A trop attendre on est souvent déçu. La joie de voir enfin Ariane et Barbe-Bleue entrer au répertoire du Capitole, de surcroît avec une Ariane dont la formation artistique est intimement liée à son professeur toulousain, Jane Berbié pour ne pas la nommer, a été ternie, pour nous, par l’interprétation théâtrale qu’en propose Stefano Poda. Cet artiste italien s’est fait une spécialité d’assumer simultanément mise en scène, élaboration des décors, conception des costumes et choix des lumières. A-t-il un objectif, une méthode ? Faute de déclaration qui nous éclairerait, voici une hypothèse : il vise à décevoir les attentes du public. Cela lui a valu un certain succès critique. Dans ce concert nous oserons être une voix discordante.

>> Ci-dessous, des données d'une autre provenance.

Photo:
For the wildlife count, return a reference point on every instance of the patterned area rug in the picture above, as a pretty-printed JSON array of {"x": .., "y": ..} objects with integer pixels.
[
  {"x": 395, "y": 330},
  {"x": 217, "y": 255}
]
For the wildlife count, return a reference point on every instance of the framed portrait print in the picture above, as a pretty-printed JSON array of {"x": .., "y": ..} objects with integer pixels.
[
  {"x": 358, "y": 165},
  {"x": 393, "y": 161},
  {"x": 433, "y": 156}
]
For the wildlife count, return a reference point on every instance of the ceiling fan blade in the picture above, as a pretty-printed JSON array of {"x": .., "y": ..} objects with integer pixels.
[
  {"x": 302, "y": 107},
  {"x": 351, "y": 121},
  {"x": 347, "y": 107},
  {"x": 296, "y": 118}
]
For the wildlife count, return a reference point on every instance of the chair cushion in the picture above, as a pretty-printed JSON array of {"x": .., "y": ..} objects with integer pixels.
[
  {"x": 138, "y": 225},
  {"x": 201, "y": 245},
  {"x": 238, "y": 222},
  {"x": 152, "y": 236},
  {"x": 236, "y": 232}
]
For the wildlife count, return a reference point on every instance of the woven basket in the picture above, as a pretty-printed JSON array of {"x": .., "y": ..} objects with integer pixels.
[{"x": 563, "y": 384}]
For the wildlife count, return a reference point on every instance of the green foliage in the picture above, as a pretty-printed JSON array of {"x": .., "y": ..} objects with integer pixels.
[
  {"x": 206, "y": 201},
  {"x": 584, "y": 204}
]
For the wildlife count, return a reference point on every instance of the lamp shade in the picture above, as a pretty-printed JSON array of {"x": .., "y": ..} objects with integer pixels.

On nous dira : Stefano Poda ne craint pas d’affronter la difficulté en acceptant de porter à la scène l’opéra de Dukas, dont le livret pose d’épineux problèmes de réalisation, ne serait-ce qu’à propos des éclairages. Ainsi, le premier acte se déroule au crépuscule, la première partie du second dans l’obscurité d’un souterrain avant l’irruption de la lumière de midi et le dernier acte dans la nuit, autant de solutions à trouver pour laisser au spectateur une perception visuelle acceptable sans trahir l’esprit des situations, car ces moments déterminés font partie de la dramaturgie. Mais que propose Stefano Poda ? Pour résoudre la difficulté, il l’ignore ; ainsi, ses lumières ne se soucient ni des conditions ni des moments fixés par Maeterlinck. Or les prescriptions du livret déterminent les actions d’Ariane et du même coup le développement musical. Quoi qu’il affirme, en ne suivant pas strictement les indications relatives à l’intensité de la lumière, il affaiblit du même coup la portée de la musique. Est-ce bien responsable, pour une œuvre dont l’auteur voulait rendre à l’orchestre tout son rôle expressif ?
Cette répugnance à dompter sa fantaisie pour la soumettre aux choix des auteurs, on la retrouve dans le décor, dans les costumes, dans les manipulations comme celle qui fait apparaître Barbe-Bleue en papillon prisonnier au deuxième acte. Cette invention illustre peut-être le fantasme des épouses soumises ? Mais quand Stefano Poda montre Barbe-Bleue et Ariane s’embrassant longuement, au premier acte, montre-t-il un fantasme ou met-il en place une histoire ? Le livret en raconte une, celle d’une femme consciente du pouvoir que sa beauté lui donne sur Barbe-Bleue, un savoir qu’elle rappelle à ses compagnes d’infortune en leur rendant l’éclat qui l’avait séduit. Il y a là des scènes à faire, des couleurs à montrer, tout est dans le livret et dans la musique. On se voit offrir une pantomime morne où la comédienne Dominique Sanda, « la Sanda » comme disent les Italiens, qui incarne l’étrangère, celle qui ne parle pas la langue et donc ne chante pas, après avoir au premier acte introduit l’obscur défilé où elle cherche « son » homme, est alors gratifiée du même manteau qu’Ariane, inspiré par celui de la Médée de Pasolini, mise en valeur qui nous fait murmurer malgré nous : « O cruel souvenir de ma gloire passée ».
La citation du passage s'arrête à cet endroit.